For the most part it had kept them occupied, and happy. But now Mary – who was supposed to be airing the sugar – was spreading it around on the floor in the same manner as a child spreads vegetables it doesn’t want to eat around its plate.

“Mary,” called out Angela, and her friend looked up. Angela carefully considered what she would say next, how she would phrase it. “Have you ever thought, I mean not like you would do it or anything, because of course you wouldn’t, but have you ever just thought…”

They talked as they worked together, quickly piling shovelfuls of sugar higher and higher. It seemed to Angela that Mary’s tongue was looser, that her eyes held the kindling of a spark they hadn’t held before. They had only been working for fifteen minutes, however, before Doris walked by.

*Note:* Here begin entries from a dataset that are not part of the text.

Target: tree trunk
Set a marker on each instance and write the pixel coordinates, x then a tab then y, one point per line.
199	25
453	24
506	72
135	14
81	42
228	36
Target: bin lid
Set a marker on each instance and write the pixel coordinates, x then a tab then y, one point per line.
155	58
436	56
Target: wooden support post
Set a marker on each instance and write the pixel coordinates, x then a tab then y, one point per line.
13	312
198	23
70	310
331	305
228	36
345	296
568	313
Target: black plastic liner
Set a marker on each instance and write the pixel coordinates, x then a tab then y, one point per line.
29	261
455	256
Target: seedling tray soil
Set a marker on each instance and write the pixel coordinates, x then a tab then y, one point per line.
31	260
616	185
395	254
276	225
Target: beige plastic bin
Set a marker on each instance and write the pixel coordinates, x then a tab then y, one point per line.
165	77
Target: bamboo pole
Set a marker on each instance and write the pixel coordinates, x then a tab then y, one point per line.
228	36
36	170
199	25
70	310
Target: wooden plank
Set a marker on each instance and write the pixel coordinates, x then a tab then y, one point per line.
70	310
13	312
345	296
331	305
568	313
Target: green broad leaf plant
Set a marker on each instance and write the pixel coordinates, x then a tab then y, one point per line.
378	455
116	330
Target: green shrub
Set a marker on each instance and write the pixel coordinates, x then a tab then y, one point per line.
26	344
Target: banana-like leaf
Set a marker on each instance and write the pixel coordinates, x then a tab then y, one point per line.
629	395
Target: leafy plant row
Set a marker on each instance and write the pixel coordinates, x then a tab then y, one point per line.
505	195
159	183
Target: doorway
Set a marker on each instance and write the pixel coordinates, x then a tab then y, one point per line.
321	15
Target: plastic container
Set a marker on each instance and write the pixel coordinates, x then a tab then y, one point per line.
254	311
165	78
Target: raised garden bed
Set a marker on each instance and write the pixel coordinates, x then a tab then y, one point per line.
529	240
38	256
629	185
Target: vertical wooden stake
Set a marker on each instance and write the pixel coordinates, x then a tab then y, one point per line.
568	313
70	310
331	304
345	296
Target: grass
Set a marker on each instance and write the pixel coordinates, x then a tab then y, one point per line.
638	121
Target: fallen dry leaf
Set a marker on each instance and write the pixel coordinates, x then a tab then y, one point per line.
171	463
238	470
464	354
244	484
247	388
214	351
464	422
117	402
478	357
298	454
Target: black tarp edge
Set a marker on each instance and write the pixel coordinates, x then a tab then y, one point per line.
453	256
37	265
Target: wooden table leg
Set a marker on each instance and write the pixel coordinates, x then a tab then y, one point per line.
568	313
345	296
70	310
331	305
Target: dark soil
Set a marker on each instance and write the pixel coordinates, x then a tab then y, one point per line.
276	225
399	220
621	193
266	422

If Doris was not universally reviled, it was only because the Universe was infinite. She was strict, and sour, and as she stared at the small progress Angela and Mary had so far made, the edges of her lips sank down, and Angela knew they were through.

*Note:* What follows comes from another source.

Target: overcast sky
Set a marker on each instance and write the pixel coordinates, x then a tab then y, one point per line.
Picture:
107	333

“Doris,” Angela’s head whipped around as she heard Mary speak. “Have you ever thought, not that you would ever do it, because of course you wouldn’t, not in a million years, but have you ever just thought…”

And Doris picked up a shovel.

They had been working steadily for quite a while before a group of workers caught them. Oblivious of the time, they were caught unawares as the girls passed them on the way downstairs for lunch. Off-guard, the girls just stood, gaping at Doris, Angela and Mary’s handiwork. For a few brief moments, there was silence. It was Doris who broke it.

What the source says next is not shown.